1) Hand: For each and every PA, the expected outcome is affected by the hand of the batter and
pitcher. But, we only care about the batter's and pitcher's seasonal OPS/OOPS when it matches
the same scenario as the specific PA.

For example: If a left-handed batter is facing a right-handed pitcher, we only care about how
the batter did versus right-handed pitchers that year, and how the pitcher did versus left-handed
batters. Those are the specific OPS/OOPS values used from which to build the expected outcome.

Ex.: A LHB faces a RHP. The batter's OPS versus righties that year was 0.800. The pitcher's OOPS
versus lefties was 0.700. The expected outcome is the average of the two, 0.750.

Suppose the batter makes an out. His on-base average on the play was 0.000 and his slugging average
is also 0.000. On the play, the batter attained a negative PME, 0.000 minus 0.750 = -0.750. Meanwhile,
the pitcher attained a positive PME of 0.750 minus 0.000 = 0.750. All plays balance in this way.

What if the batter singles?
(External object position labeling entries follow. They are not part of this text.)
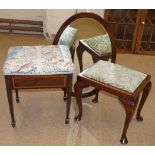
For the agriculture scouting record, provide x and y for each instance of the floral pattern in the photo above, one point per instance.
(68, 36)
(100, 44)
(115, 75)
(38, 60)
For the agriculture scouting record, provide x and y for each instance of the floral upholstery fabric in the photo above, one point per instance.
(68, 36)
(100, 44)
(115, 75)
(38, 60)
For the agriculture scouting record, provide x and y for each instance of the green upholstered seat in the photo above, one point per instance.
(115, 75)
(100, 44)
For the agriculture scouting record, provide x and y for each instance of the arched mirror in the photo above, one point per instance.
(87, 26)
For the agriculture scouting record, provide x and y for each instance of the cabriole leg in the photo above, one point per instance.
(130, 107)
(142, 101)
(10, 100)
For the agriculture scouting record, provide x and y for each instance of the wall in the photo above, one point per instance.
(54, 18)
(24, 14)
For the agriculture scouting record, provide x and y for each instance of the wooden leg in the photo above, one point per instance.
(69, 94)
(142, 101)
(10, 100)
(65, 94)
(130, 107)
(17, 96)
(95, 100)
(78, 93)
(72, 49)
(79, 52)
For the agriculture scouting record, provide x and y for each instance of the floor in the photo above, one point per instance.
(40, 114)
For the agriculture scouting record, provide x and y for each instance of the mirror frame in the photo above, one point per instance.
(91, 16)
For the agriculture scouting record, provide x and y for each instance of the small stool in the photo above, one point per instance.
(33, 67)
(99, 47)
(121, 81)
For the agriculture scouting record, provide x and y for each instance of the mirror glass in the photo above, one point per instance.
(86, 28)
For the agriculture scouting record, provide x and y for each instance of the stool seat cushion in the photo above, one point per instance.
(115, 75)
(100, 44)
(68, 37)
(38, 60)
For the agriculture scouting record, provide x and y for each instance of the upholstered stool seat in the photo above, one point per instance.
(100, 44)
(123, 82)
(38, 67)
(38, 60)
(115, 75)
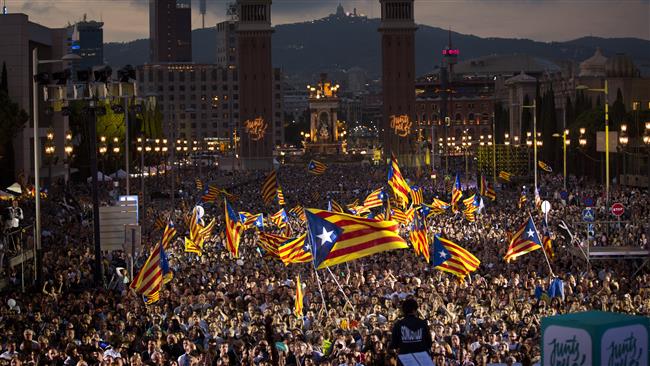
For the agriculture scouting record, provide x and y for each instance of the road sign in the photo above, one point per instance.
(590, 230)
(618, 209)
(588, 215)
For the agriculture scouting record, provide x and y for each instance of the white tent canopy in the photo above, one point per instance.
(120, 174)
(15, 188)
(100, 177)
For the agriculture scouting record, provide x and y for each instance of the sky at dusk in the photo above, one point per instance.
(542, 20)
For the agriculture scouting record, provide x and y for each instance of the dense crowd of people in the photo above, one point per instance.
(219, 310)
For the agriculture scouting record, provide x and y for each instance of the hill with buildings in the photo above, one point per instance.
(343, 41)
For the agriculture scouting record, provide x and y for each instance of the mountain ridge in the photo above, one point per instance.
(334, 43)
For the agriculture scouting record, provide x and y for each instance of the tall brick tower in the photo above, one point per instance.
(255, 83)
(399, 124)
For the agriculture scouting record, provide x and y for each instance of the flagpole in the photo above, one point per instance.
(313, 262)
(542, 244)
(341, 289)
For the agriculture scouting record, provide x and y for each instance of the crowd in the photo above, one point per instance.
(223, 311)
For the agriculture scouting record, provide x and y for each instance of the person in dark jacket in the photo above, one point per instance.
(411, 334)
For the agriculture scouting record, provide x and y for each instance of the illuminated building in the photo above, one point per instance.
(398, 79)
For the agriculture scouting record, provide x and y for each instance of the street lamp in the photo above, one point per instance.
(646, 141)
(582, 139)
(535, 144)
(623, 139)
(37, 152)
(68, 152)
(605, 91)
(49, 152)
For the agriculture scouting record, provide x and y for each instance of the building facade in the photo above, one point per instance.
(16, 53)
(88, 43)
(398, 79)
(200, 101)
(227, 43)
(170, 31)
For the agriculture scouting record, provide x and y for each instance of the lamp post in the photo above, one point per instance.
(49, 152)
(140, 149)
(623, 139)
(68, 154)
(37, 153)
(646, 141)
(605, 91)
(116, 151)
(565, 143)
(103, 149)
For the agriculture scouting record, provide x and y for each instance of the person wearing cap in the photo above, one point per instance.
(411, 334)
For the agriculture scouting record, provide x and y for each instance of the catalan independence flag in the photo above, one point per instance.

His OB% was 1.000 and his SLG% is 1.000. That's an OPS of 2.000. His PME
is 2.000 minus 0.750 = 1.250, and the pitcher's PME is 0.750 minus 2.000 = -1.250.

All ~16 million plays in MLB from 1910-2025 were assessed in this manner.



2) Park: The parks where events occurred are important as well. Using the enhanced Park Factors at
this site -- those which break down PFs by L-L, L-R, R-L, R-R by using a base counting method -- a
composite PF is derived based on all of the PAs a batter had that season. After the seasonal PME is
compiled by adding all of the plays that year, the PME is divided by the PF* to obtain the final PME.

* The PME is compiled at the home and road level and divided by the corresponding PF. The PFs may
not seem correct but are indicative of the season. For example, the Rockies of 2001 had a composite
PF of 1.22. Todd Helton's (as a lefty) was more like 1.18. On the road, he was 0.97 -- for a
composite of 1.08 (1.18 + 0.97) / 2, the value shown. Before applying the PF, his home PME was about
96 and road was 9. Thus, most of the PME reduction was caused at home. It drops by ~16% (twice 1.08)
while his road PME stays relatively constant. His park-adjusted PME drops from ~105 to 91.


NOTE: This analysis concerns only what the batter does at the plate. Things like base running and
the quality of the opposing defense is not factored in (aside from taking extra bases on a hit).